Why, oh why, can't we get a better press corps, for the millionth time
PART 2—PUNDIT’S LAMENT: Michael Kinsley penned a familiar old saw: Republicans play the game better. (For Kinsley’s column, click here.) These tired old tales pretty much type themselves. But here’s the way Kinsley put it:
KINSLEY (8/23/08): With so much going their way in this election, the biggest challenge the Democrats face is simple: The Republicans just play the game of presidential politics so much better. They play it with genius, courage, creativity and utter ruthlessness.
Kinsley forgot to include an obvious fact: It’s remarkably easy to “play the game well” when the press corps is willing to play on your team—for example, when major pundits like Jonathan Alter were willing to type “invented the Internet” and act like such “genius” claims made sense (see THE DAILY HOWLER, 8/25/08). Today, Alter tells us that Gore never said it. But uh-oh! Back when it actually mattered, he said something quite different.

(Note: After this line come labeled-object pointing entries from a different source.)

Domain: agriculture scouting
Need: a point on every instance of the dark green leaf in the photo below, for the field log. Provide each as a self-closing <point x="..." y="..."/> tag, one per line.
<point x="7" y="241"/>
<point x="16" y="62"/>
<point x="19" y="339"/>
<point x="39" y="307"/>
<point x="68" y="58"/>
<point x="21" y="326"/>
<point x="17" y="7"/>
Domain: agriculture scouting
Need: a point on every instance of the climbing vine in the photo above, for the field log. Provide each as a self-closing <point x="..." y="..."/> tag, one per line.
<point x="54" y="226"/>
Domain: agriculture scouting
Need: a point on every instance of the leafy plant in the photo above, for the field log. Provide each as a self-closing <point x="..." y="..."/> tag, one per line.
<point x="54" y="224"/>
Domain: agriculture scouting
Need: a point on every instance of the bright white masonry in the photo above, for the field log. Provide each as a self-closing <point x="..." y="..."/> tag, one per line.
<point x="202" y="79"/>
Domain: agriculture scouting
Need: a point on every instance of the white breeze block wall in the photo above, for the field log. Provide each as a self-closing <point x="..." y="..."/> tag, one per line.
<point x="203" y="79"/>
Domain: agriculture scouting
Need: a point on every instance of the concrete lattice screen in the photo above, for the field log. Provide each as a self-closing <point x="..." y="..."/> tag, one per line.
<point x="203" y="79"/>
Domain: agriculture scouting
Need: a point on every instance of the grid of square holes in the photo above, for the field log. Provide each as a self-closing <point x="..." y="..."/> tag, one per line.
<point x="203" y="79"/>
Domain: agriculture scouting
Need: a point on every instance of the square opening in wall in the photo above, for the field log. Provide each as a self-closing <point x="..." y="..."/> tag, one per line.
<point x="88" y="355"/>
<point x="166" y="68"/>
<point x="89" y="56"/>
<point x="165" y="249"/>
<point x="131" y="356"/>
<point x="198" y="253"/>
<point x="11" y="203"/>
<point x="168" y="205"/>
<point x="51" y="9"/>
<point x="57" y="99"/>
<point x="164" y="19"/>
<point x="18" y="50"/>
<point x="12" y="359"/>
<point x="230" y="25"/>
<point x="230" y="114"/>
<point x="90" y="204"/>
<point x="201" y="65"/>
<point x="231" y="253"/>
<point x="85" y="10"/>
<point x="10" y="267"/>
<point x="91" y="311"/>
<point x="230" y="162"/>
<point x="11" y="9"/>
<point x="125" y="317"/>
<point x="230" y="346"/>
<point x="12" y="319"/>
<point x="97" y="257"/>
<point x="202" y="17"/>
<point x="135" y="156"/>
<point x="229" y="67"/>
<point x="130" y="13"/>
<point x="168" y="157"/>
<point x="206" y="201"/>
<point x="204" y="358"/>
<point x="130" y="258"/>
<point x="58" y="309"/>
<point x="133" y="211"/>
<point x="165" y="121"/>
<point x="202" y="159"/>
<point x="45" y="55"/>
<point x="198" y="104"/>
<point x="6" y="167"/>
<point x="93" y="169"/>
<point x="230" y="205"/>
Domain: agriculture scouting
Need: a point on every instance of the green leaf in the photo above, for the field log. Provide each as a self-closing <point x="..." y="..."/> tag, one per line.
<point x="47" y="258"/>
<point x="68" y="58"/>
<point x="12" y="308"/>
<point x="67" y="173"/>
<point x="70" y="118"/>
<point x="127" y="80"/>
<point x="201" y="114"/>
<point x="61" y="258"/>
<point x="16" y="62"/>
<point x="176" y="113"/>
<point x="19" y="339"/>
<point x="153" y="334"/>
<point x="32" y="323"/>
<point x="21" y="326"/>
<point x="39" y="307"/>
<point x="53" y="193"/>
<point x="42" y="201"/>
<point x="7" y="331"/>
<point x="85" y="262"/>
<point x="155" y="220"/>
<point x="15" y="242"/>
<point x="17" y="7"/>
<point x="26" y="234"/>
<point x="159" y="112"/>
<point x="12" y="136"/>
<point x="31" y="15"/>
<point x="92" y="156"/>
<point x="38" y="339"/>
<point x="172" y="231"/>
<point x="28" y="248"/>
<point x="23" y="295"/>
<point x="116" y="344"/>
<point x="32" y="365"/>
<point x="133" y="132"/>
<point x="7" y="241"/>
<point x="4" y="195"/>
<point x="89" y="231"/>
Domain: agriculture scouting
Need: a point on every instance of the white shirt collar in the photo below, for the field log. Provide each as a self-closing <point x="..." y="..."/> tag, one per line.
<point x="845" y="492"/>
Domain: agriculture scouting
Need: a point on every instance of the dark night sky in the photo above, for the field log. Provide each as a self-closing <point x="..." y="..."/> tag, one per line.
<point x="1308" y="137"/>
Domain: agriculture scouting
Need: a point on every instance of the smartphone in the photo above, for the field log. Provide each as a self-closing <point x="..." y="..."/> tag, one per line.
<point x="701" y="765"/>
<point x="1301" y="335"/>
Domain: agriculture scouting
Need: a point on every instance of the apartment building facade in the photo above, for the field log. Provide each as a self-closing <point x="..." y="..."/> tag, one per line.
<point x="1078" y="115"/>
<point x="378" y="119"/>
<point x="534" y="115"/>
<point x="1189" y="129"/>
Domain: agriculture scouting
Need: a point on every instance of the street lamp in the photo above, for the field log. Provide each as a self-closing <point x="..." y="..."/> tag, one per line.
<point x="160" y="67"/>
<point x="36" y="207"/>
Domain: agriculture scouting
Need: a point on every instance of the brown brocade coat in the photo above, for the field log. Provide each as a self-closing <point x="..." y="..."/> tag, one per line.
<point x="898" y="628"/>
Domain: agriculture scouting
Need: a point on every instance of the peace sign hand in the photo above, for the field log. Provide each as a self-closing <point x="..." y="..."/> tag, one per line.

It’s amazingly easy to play the game well—when mainstream journalists help you that way. Kinsley, in his upper-class aerie, is of course unaware of this part of the game. Although, in fact, he does blame the press. Or at least, he pretends to do so.
D'ya think?
The Joan Shorenstein Center on Press, Politics, and Public Policy held a talk, moderated by Judy Woodruff, between the Sunday show honchos-- Brokaw, Bob Schieffer, and George Stephanopoulos. Discussing McCain's success in the Republican primaries, Brokaw attributed it to the candidate's "indomitable will," and opined that McCain won by simply being "the most authentic...he wasn't trying to reinvent himself."
This is not only wrong, but diametrically, screamingly wrong. It's not a difficult point--McCain won the primaries specifically by reversing himself on taxes, immigration, the religious right, and virtually every other issue important to the hard right. These policies were not only blazingly visible--Mitt Romney and others called him on it loudly during the Republican debates--but obviously destructive, as the last eight years have proven.
And yet, here is Brokaw saying of the candidate who by far has done the most to change his positions that McCain was "the most authentic...he wasn't trying to reinvent himself." Remember, this isn't old, retired, mildly irrelevant Tom Brokaw. This is the new (for now) host of Meet the Press, and certainly someone who will be a prominent figure in the coverage of the allegedly most-liberal cable network during the elections.